Let’s use a USB flash drive as an example. At the electronics stand, you check the prices for each one and you see this (prices are for reference only):

• 16 GB - $5
• 32 GB - $12
• 64 GB - $20

So, you grab a 16 GB drive and pay for it. When you get home, take out the information card that came with the product and carefully cut the barcode printed on it. Use some transparent tape to attach the barcode to your hand and leave a little gap on both sides. Then, go back to the store.

While you are carrying other products (like a chocolate bar or something inconspicuous), get a 64 GB flash drive and stick the first drive’s barcode over the 64 GB one. Be aware of security cameras. Scan this modified product and immediately remove the stuck barcode. And you’re done. If there’s no one to check your payments, you’ve just gotten a 64 GB flash drive for only $5.

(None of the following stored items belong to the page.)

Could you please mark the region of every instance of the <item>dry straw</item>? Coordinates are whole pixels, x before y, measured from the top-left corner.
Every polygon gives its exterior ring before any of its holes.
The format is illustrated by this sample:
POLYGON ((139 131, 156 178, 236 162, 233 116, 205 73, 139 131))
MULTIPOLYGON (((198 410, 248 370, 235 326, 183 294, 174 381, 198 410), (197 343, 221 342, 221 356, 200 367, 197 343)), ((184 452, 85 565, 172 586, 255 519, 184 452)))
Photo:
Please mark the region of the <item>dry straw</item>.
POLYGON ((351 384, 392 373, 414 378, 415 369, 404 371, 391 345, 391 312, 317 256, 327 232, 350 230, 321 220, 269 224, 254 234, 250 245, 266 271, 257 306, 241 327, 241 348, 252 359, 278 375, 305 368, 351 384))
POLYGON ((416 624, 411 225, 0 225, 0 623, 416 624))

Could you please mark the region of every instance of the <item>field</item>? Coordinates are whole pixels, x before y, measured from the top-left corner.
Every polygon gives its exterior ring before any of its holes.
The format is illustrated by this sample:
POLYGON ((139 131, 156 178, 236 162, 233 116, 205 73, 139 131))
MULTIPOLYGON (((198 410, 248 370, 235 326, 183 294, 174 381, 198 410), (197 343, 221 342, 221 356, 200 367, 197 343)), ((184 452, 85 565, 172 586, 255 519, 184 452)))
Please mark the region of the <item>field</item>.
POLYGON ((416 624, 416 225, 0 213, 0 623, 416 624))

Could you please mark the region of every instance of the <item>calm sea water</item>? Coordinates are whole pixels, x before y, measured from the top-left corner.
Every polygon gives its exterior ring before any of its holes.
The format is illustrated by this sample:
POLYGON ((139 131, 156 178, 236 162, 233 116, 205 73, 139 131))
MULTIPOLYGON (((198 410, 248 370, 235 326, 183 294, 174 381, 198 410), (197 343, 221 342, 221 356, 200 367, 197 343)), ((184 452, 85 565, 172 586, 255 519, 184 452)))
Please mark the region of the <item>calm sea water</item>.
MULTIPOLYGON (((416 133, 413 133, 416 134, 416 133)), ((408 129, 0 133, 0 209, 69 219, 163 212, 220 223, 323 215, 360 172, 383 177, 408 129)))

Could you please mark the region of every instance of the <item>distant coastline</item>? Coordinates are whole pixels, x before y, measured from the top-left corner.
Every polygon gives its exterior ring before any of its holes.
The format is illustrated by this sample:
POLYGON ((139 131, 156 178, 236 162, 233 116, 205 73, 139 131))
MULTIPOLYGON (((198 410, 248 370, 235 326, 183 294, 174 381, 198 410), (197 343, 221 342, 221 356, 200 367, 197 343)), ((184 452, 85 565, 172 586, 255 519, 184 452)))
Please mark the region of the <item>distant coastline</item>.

But even if there’s someone checking your purchases, you still have a chance. The ticket will show something like “SNDSKDRIVE16ULTFIT”, which corresponds to the 16 GB flash drive. Since the 64 GB version has a very similar name (like “SNDSKDRIVE64ULTFIT”), the person checking your purchases will likely only pay attention to the first letters to quickly check that you have a Sandisk flash drive, and then move on to your other products. If the checkout line is crowded, this verification will be faster, and therefore, you have a higher chance of bypassing the checkout.

If you still get caught, you can try blaming the scanning system. You can show the assistant all the products you bought, and since you removed the stuck barcode earlier, there is no evidence for them to incriminate you.

Prevention

First, all supermarket chains that use the Scan & Go system or similar should thoroughly check each customer’s purchase. As you read before, if the person is fast enough, it will be almost impossible to incriminate them, but at the very least, they should pay the correct price for the product.

Final words

There is no system that is completely secure. However, I hope that the posts I’ve written will help someone to create or design a better system, or increase the security of existing ones. It only took me 15 minutes to think up an attack pattern, but this could cost millions to any company. Therefore, I strongly encourage companies to take necessary precautions to prevent fraud and protect their assets.